Yesterday I talked about the streets of Old San Juan, but what about the EATS? Like I mentioned back when we ate a traditional Japanese meal in Kyoto, I’m no food blogger. I get too embarrassed & hungry to take good food pictures. But, the food was so delicious in San Juan that I had to Snapchat it along the way and share it with y’all here today. Here are 9 things you must try when staying in San Juan, Puerto Rico.
Chocolate for Breakfast
Ok, maybe not for breakfast, but you just must give Chocobar de Casa Cortes a try.
The morning before our flight back to Connecticut, we couldn’t find many restaurants that sounded delicious and were close enough of a walk from our hotel that we wouldn’t get very sweaty, but Chocobar was open. Yep, at 8 a.m..
We couldn’t not order hot chocolate, so Mark had the Forteza 70% dark chocolate, I had the Puertoriqueno, and Tobias had an Americano (not pictured, it had marshmallows like we drink them in the U.S.)
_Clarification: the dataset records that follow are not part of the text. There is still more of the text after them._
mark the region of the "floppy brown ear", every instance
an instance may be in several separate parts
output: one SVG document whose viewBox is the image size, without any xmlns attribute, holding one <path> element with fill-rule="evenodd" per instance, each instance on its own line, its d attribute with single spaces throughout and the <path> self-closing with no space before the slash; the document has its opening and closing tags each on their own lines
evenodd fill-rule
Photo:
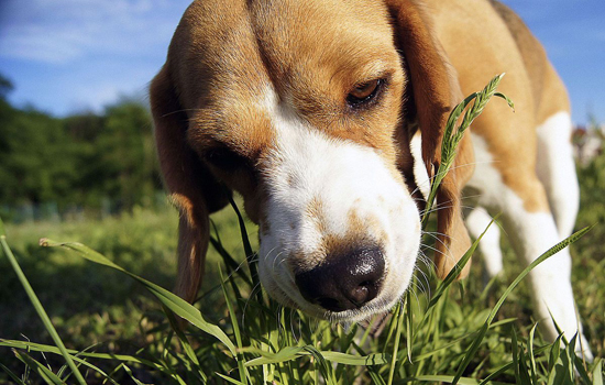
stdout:
<svg viewBox="0 0 605 385">
<path fill-rule="evenodd" d="M 168 65 L 151 84 L 150 99 L 160 166 L 178 208 L 178 273 L 175 293 L 194 301 L 208 250 L 208 215 L 222 204 L 221 189 L 187 143 L 188 117 L 177 96 Z"/>
<path fill-rule="evenodd" d="M 462 100 L 457 75 L 432 32 L 431 20 L 415 0 L 386 0 L 394 20 L 395 41 L 407 65 L 407 91 L 422 139 L 422 161 L 430 178 L 441 158 L 441 142 L 450 111 Z M 444 277 L 471 245 L 462 220 L 460 196 L 473 172 L 473 153 L 465 135 L 458 157 L 437 194 L 438 233 L 437 274 Z M 470 263 L 461 277 L 466 276 Z"/>
</svg>

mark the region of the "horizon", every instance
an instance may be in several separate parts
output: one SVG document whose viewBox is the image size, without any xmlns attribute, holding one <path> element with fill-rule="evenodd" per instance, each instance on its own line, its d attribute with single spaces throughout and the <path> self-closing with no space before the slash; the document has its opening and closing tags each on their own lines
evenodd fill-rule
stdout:
<svg viewBox="0 0 605 385">
<path fill-rule="evenodd" d="M 605 121 L 605 2 L 506 0 L 544 45 L 568 86 L 572 120 Z M 16 108 L 62 118 L 146 103 L 189 0 L 20 0 L 0 3 L 0 74 Z M 601 47 L 597 50 L 596 47 Z"/>
</svg>

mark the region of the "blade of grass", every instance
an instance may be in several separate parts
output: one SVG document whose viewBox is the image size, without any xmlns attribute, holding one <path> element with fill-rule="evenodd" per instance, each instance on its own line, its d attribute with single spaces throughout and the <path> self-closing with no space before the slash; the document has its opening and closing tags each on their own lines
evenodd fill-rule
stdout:
<svg viewBox="0 0 605 385">
<path fill-rule="evenodd" d="M 4 232 L 4 223 L 2 222 L 2 219 L 0 219 L 0 243 L 2 244 L 2 250 L 4 251 L 4 255 L 9 258 L 9 262 L 19 277 L 19 280 L 21 282 L 21 285 L 25 289 L 25 293 L 28 294 L 28 297 L 30 298 L 30 301 L 35 308 L 35 311 L 37 312 L 37 316 L 42 320 L 42 323 L 44 323 L 44 328 L 46 328 L 46 331 L 53 339 L 53 342 L 57 345 L 57 348 L 61 350 L 61 353 L 63 358 L 65 359 L 65 362 L 67 365 L 69 365 L 69 369 L 74 373 L 74 376 L 76 377 L 76 381 L 80 385 L 85 385 L 86 381 L 84 380 L 80 371 L 74 363 L 74 360 L 72 360 L 72 356 L 69 353 L 67 353 L 67 349 L 65 348 L 65 344 L 63 343 L 63 340 L 58 336 L 55 327 L 53 326 L 53 322 L 51 322 L 51 318 L 48 318 L 48 315 L 46 314 L 46 310 L 44 310 L 44 307 L 40 302 L 40 299 L 37 298 L 37 295 L 35 294 L 34 289 L 30 285 L 30 282 L 25 277 L 25 274 L 23 274 L 23 271 L 21 270 L 21 266 L 19 266 L 19 262 L 16 262 L 16 258 L 14 257 L 11 249 L 9 248 L 9 244 L 7 243 L 7 234 Z"/>
<path fill-rule="evenodd" d="M 241 353 L 241 349 L 243 348 L 242 343 L 242 334 L 240 332 L 240 324 L 238 322 L 238 317 L 235 315 L 235 311 L 233 309 L 233 304 L 231 304 L 231 300 L 229 298 L 229 294 L 227 293 L 227 287 L 224 286 L 224 276 L 222 275 L 221 266 L 219 265 L 219 275 L 221 279 L 221 288 L 222 294 L 224 296 L 224 300 L 227 302 L 227 308 L 229 309 L 229 317 L 231 317 L 231 324 L 233 326 L 233 334 L 235 334 L 235 343 L 239 348 L 238 354 L 235 355 L 235 360 L 238 361 L 238 370 L 240 371 L 240 381 L 243 384 L 248 384 L 248 372 L 244 366 L 244 359 Z"/>
<path fill-rule="evenodd" d="M 201 312 L 194 307 L 191 304 L 187 302 L 185 299 L 178 297 L 177 295 L 166 290 L 165 288 L 151 283 L 144 278 L 141 278 L 140 276 L 132 274 L 128 272 L 127 270 L 122 268 L 121 266 L 118 266 L 113 262 L 111 262 L 106 256 L 101 255 L 100 253 L 94 251 L 92 249 L 85 246 L 81 243 L 76 242 L 55 242 L 48 239 L 42 239 L 40 241 L 40 244 L 43 246 L 59 246 L 65 248 L 67 250 L 72 250 L 77 252 L 80 256 L 84 258 L 95 262 L 100 265 L 105 265 L 111 268 L 114 268 L 119 272 L 122 272 L 130 277 L 134 278 L 139 283 L 141 283 L 147 290 L 150 290 L 163 305 L 165 305 L 168 309 L 170 309 L 174 314 L 176 314 L 178 317 L 186 319 L 191 324 L 197 327 L 198 329 L 207 332 L 210 336 L 213 336 L 219 341 L 221 341 L 231 352 L 233 356 L 235 356 L 235 345 L 229 337 L 222 331 L 218 326 L 212 324 L 204 319 L 201 316 Z"/>
<path fill-rule="evenodd" d="M 7 374 L 9 375 L 9 377 L 11 377 L 12 381 L 14 381 L 15 384 L 18 384 L 18 385 L 25 385 L 25 383 L 24 383 L 23 381 L 21 381 L 21 378 L 19 378 L 19 376 L 18 376 L 16 374 L 12 373 L 10 369 L 8 369 L 7 366 L 2 365 L 1 363 L 0 363 L 0 369 L 1 369 L 2 371 L 4 371 L 4 373 L 7 373 Z"/>
<path fill-rule="evenodd" d="M 515 287 L 517 287 L 517 285 L 519 284 L 519 282 L 521 282 L 521 279 L 525 278 L 525 276 L 527 274 L 529 274 L 529 272 L 531 272 L 531 270 L 534 270 L 536 266 L 538 266 L 540 263 L 542 263 L 543 261 L 546 261 L 547 258 L 549 258 L 550 256 L 557 254 L 558 252 L 560 252 L 561 250 L 563 250 L 564 248 L 569 246 L 570 244 L 572 244 L 573 242 L 578 241 L 582 235 L 584 235 L 586 232 L 588 232 L 590 230 L 592 229 L 592 227 L 590 228 L 584 228 L 573 234 L 571 234 L 569 238 L 564 239 L 563 241 L 557 243 L 554 246 L 550 248 L 548 251 L 546 251 L 542 255 L 540 255 L 539 257 L 537 257 L 534 262 L 531 262 L 529 264 L 529 266 L 527 266 L 518 276 L 517 278 L 508 286 L 508 288 L 504 292 L 504 294 L 501 296 L 501 298 L 498 299 L 498 301 L 496 302 L 496 306 L 494 306 L 494 308 L 492 309 L 492 311 L 490 312 L 490 316 L 487 317 L 487 320 L 485 321 L 485 323 L 483 324 L 483 327 L 480 329 L 479 331 L 479 336 L 476 337 L 475 341 L 473 342 L 473 344 L 471 345 L 471 348 L 466 351 L 466 354 L 464 355 L 464 360 L 462 361 L 462 363 L 460 364 L 460 366 L 458 367 L 458 372 L 453 378 L 453 382 L 452 384 L 457 384 L 458 381 L 462 377 L 462 373 L 464 373 L 464 370 L 466 369 L 466 366 L 471 363 L 471 360 L 473 359 L 473 356 L 475 355 L 476 351 L 479 350 L 479 346 L 481 344 L 481 342 L 483 341 L 483 338 L 485 337 L 485 333 L 487 332 L 487 329 L 490 328 L 490 324 L 492 323 L 492 321 L 494 320 L 494 318 L 496 317 L 496 314 L 498 312 L 499 308 L 502 307 L 502 305 L 504 304 L 504 301 L 506 300 L 506 298 L 508 297 L 508 295 L 515 289 Z"/>
<path fill-rule="evenodd" d="M 65 382 L 61 380 L 56 374 L 51 372 L 51 370 L 36 360 L 32 359 L 29 354 L 25 354 L 23 352 L 14 351 L 14 354 L 19 360 L 21 360 L 25 365 L 31 367 L 34 372 L 36 372 L 46 384 L 52 385 L 65 385 Z M 86 383 L 85 383 L 86 384 Z"/>
</svg>

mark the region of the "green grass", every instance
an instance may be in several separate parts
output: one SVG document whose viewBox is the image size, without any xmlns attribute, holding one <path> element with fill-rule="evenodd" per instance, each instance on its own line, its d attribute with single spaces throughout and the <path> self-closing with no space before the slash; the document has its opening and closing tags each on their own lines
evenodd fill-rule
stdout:
<svg viewBox="0 0 605 385">
<path fill-rule="evenodd" d="M 580 176 L 583 186 L 601 188 L 605 167 Z M 579 227 L 604 218 L 600 196 L 583 193 Z M 102 221 L 7 226 L 3 243 L 13 249 L 87 383 L 404 384 L 457 376 L 461 384 L 603 382 L 602 227 L 572 246 L 578 305 L 597 358 L 583 363 L 573 350 L 541 339 L 522 282 L 507 289 L 526 272 L 506 244 L 503 277 L 484 288 L 475 263 L 469 279 L 444 285 L 427 268 L 429 277 L 414 283 L 383 332 L 371 337 L 372 328 L 310 319 L 253 294 L 238 217 L 227 209 L 213 221 L 222 251 L 209 253 L 204 295 L 195 306 L 154 285 L 174 284 L 177 218 L 168 208 Z M 41 248 L 38 238 L 62 242 Z M 8 261 L 0 257 L 0 383 L 77 383 Z M 182 332 L 173 312 L 194 326 Z"/>
</svg>

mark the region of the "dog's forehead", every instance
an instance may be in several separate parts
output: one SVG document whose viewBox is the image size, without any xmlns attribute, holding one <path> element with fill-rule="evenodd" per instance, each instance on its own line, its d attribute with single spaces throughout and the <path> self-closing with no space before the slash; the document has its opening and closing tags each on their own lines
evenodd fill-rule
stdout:
<svg viewBox="0 0 605 385">
<path fill-rule="evenodd" d="M 371 146 L 388 142 L 391 133 L 376 128 L 388 127 L 382 120 L 391 114 L 360 130 L 334 119 L 355 85 L 402 74 L 387 15 L 380 1 L 195 2 L 177 30 L 182 36 L 173 40 L 182 47 L 179 68 L 186 68 L 182 92 L 191 94 L 186 108 L 197 111 L 194 120 L 202 128 L 190 135 L 238 141 L 235 147 L 258 153 L 272 140 L 271 105 L 286 102 L 316 128 L 332 124 L 337 136 Z M 402 81 L 393 79 L 392 89 Z M 398 111 L 397 101 L 386 103 Z"/>
</svg>

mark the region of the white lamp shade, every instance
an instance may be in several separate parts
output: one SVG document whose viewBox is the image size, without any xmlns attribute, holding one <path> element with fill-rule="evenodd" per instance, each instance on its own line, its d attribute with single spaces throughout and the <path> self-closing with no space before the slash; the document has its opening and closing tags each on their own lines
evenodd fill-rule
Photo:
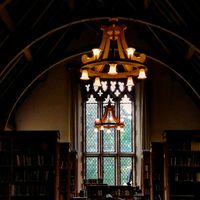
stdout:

Mark’s was SO rich and thick, it tasted like cake batter from the “Mexican Chocolate” cake my Meemaw and I used to make when I was growing up. Mine was made with evaporated milk and came with cheese.
Pan de Mallorca
For my main dish, I ordered a ham and cheese sandwich on Mallorca. Between now and your trip to PR, you can read all about Mallorca and a recipe to make it at home on this Puerto Rican foodie blog. Basically, it’s sweet, soft and supple bread with powdered sugar sprinkled on top.
Needless to say, we left the island more sugared up than ever!
After I started snapchatting away during the trip, a friend of mine suggested we go to Kasalta Bakery. I had seen it online and overlooked it, but since she recommended it, we stopped in on our way to the El Yunque Rainforest on the third day.
President Obama visited Kasalta in 2011, when on a politcal visit to the island, and ordered the Medianoche: a sandwich of pork, ham, Swiss cheese, pickles, mayo and mustard on a sweet bread.
Basically, I saw that President Obama ordered the medianoche, so I bought the medianoche.
You’d think that a piña colada would be just about the same anywhere, but our first ones, at Barrachina, a restaurant recommended by Mark’s Puertoriquena co-worker, were different than I had ever had before.
In place of ice, they use frozen coconut and pinapples. So it has a different texture than others.
The dish I read most about when researching Puerto Rico was Mofongo. It’s a fried plantain mash that can compliment any main dish. I had mine with seafood
and Mark ordered his with snapper.
This sandwich from The Mezzanine at St. Germaine will be replicated soon at home, no doubt. It’s a grouper sandwich with cilantro mayo on pita and it was everything.
You’ve just got to give that guy with the ice cream cart your money. The treat is somewhere between sorbet and ice cream, and so refreshing. Tobias ordered Mango and I, coconut. Pro tip: mix those two flavors for a divine treat.
Mark speaks zero Spanish, but he went over to one of the food carts near Darsenas Square and pointed away at whatever piqued his interest. My favorite was this fried plantain thing with beef inside.
A few more Piña Coladas
Or a guava mimosa or two.
You’re on an island vacation, after all!